Düşmek mi bilmiyorum..
Ama en dipteydim. Yorgundum. İntihar etmiştim. Tabii bunu da beceremedim. Hayatımdaki hiç bir şeyi beceremediğim gibi..
Kalkmadım. Kalkmak zorunda hissetmedim.
Kim için kalkacaktım?
Çocuklarım için mi? Bensiz yaşamaya alışmışlardı. Varlığım çokta ehemmiyetli gelmiyordu onlara.
Eşim mi? Bensizde gayet mutlu bir hayatı vardı. Özgürlüğün tutsaklığında kendimi iş hayatının en zor şartlarına teslim ettiğim günlerdi. Bir kaçış diye yola çıkmış görünsem de aslında kendime düşmandım. Kendime çok kızgın. Sevmelerin dahi yük olduğu zamanlardı.
Düşmek mi?
Hayır. Bunu kabul etmiyorum.
Ben düşmedim. Ben diz çöktüm. Ben teslim oldum. Ben pes ettim.

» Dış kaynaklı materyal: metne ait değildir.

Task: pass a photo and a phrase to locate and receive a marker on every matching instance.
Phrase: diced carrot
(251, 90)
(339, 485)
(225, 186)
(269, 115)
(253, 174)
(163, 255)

Neye ya da kime? Sizin iki cümle sonra merakınızı gidereceğiniz bir hikâyede karşılaşacağınız bir cevap aslında benim hayatımın tüm acizliğindeydi.
***
Ah direnmelerim. Benim vazgeçemeyişlerimin sonucuydu bunca yorgunluğun sebebi. Ben düşmedim.
…sadece diz çöktüm..
Öyle hemen ayağa kalkma çabalarının da içine hiç girmedim. Kimse görmesin zayıflığımı, muhtaçlığımı, acziyetimi diye de dertlenmedim.
Artistliğe lüzum yoktu.
Oturdum… Kapanan, yüzüme çarpılmış tüm kapıların önünde.. Kalkamadım. Kalkmadım.
Günler geçti. Buraya yazılan kadar kolay olsaydı keşke günlerin geçişi. Koluma takılan her serumla bedenimi iyileştirmeye hızla yaklaşsa da ah ruhum.. Ruhuma kim ne kadar şifa olabilirdi ki?
Annemin utancıydı bu yıkılışım.. İntihar edilir mi hiç? Annem güçlü kadındı. Ne zorluklar çekmişti. 1 yaşında annesini 17’sinde babasını yaş 30 olduğunda kocasını kaybetmişti de yine de intiharı düşünmemişti..
Annem bana kızgın. Annemin ayıplı evladıyım.
Benim yorgunluğumu anlamasını beklemedim. Eğer biri yorulacaksa o yorulacak, biri hayata küsecekse o küsecek, biri pes edecekse o pes edecekti.
Bana zayıf olma, kaybetme lüksünü vermeyen bu hayat ‘beni çok yordu anne’ diyemedim.
Kalkmadım ayağa.. bekledim.. bekledim.. Günlerce..
***
Her gün yeniden güneş doğuyor, hastanenin penceresinden şehre baktığımda şehrin ve insanların karmaşasını görebiliyordum.
Yorulmuyorlar mıydı? Neden pes etmiyorlardı anlamadım.
Yenildim, diz çöktüm savaşmaktan vazgeçtiğim hayatta…
"Bu savaş benim mi" dediğim an'lar oldu. Farkedişlerim, direnişlerim , teslim oluşlarım..Hayatın zorluğuna takılmadan yaşama zorunluluğunu her hatırlayışım nefes molamdı. Acziyetimin güç olduğunu ne zaman anladım bilmiyorum. Bu farkındalığı ne zaman yaşadım ilk. Ne istedim, Ne hissettim bilmiyorum.
Hayat tek bana zor değildi. Tek bana uçsuz bucaksız bir zaman mesafesinde değildi ki hayaller.
"Varsın olsun teslimiyeti"
Zor oldu, çok zor oldu "bu benim savaşım değil" diyebilmek..
Bir sabah yeniden uyandım. Doktorların yalnız bırakmayın diyecek kadar korktuğu saplantılı bir hayatın merdiven eşiğindeki tırabzanlara tutunarak iki basamak yukarı çıktım. Ve oturdum hayatımı seyre dalarak.
"Varsın olsun" dedim.
Bu hayat benim..
Belki yenildim..
Ama denedim.
Bekledim..Dinlendim ..Dinginleştim.
Adı teslimiyet, Adı farkındalık, Adı acziyet, Adı her neyse bilmiyorum ama;
Ben herkese ve her şeye rağmen sadece kendim için yeniden yaşamayı seçtim.